Pusat (centre) ini dirancang berfondasi interdisipliner – menghubungkan para ahli dari kedokteran, kesehatan masyarakat, ilmu lingkungan, pertanian, ilmu komputer, kebijakan, hingga ekonomi. Sebuah ekosistem pengetahuan yang menyatu demi menghasilkan bukti ilmiah yang kuat dan berkontribusi nyata bagi kebijakan nasional serta ketahanan masyarakat.

Melalui UB CHC, UB menempatkan diri bukan hanya sebagai institusi pendidikan, melainkan sebagai ruang inovasi dan advokasi publik. “Universitas Brawijaya berkomitmen memajukan penelitian berkualitas tinggi, mendorong inovasi, memperkuat inisiatif pemerintah, dan mempersiapkan generasi pemimpin masa depan di bidang iklim dan kesehatan,” tegas Dekan FKUB.
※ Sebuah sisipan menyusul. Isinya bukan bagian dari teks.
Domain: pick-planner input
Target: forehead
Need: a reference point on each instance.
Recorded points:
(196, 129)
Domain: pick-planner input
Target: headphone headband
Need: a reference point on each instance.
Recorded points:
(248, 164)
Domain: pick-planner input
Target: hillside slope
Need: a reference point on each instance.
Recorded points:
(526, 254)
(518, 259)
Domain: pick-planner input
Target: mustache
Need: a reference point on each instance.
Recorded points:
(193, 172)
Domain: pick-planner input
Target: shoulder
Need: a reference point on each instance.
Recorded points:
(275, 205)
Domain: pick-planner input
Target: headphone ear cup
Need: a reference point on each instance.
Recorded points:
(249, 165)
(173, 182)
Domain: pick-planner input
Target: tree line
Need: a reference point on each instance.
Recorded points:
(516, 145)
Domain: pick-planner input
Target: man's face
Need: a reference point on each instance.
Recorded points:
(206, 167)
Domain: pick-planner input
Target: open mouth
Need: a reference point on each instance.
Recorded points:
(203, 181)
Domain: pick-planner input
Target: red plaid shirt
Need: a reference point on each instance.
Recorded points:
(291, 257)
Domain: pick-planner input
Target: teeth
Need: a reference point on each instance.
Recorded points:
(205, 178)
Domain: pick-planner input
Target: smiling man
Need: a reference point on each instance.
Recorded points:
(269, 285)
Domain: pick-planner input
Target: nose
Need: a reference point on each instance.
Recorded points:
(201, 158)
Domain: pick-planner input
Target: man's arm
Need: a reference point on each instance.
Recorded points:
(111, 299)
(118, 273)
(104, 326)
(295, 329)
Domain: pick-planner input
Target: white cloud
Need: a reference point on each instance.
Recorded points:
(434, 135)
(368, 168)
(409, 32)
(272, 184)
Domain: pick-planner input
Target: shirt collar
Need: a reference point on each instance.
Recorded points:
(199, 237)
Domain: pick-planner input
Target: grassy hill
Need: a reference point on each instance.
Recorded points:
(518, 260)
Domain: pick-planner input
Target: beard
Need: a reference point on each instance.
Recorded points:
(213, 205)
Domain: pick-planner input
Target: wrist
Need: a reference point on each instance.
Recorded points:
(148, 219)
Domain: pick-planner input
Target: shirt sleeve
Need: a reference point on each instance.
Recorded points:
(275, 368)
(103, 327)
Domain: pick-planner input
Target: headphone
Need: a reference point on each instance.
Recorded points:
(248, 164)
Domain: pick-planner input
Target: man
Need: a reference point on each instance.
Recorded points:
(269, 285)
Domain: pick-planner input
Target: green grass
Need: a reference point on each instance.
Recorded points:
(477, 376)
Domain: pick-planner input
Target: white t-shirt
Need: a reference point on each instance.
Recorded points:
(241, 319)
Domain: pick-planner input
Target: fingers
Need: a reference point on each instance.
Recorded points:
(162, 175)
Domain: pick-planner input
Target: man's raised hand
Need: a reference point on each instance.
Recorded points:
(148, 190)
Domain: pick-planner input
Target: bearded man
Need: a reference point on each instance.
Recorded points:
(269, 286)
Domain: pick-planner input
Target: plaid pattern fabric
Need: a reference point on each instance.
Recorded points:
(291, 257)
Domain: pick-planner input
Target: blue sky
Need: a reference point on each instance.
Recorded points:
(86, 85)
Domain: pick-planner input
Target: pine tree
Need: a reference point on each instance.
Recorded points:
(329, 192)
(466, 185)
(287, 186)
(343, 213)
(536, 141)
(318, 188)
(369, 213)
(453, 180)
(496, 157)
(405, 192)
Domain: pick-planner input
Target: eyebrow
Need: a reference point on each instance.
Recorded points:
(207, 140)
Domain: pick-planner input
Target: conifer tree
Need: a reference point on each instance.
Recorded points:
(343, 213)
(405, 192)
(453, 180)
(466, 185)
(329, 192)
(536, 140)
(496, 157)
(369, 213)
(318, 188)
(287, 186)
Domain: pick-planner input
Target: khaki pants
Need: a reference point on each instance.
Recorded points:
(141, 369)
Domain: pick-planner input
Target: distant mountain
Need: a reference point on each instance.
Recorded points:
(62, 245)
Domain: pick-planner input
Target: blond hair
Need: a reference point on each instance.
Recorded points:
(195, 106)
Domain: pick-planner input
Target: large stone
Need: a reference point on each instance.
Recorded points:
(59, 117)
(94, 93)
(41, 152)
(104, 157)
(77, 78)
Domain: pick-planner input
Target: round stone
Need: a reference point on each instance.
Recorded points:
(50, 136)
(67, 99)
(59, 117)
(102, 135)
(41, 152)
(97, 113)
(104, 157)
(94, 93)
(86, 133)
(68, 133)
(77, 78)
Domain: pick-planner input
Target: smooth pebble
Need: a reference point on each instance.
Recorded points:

Kehadiran pusat ini terasa sebagai momentum strategis – sebuah pengingat bahwa krisis iklim bukan sekadar urusan para pengambil kebijakan, tetapi pengalaman hidup sehari-hari yang menyentuh rakyat banyak.

Dalam konteks global, ilmuwan telah lama mengingatkan bahwa krisis ekologis menuntut perubahan besar dalam cara hidup manusia. Pertanyaannya: bagaimana mengubah arah? Mengapa perubahan terasa begitu mengkhawatirkan? Jawaban sementara yang muncul dari berbagai pemikiran kontemporer ialah bahwa yang kita hadapi bukan sekadar persoalan teknis, melainkan krisis manusiawi – krisis cara memandang dunia, diri sendiri, dan relasi kita dengan alam.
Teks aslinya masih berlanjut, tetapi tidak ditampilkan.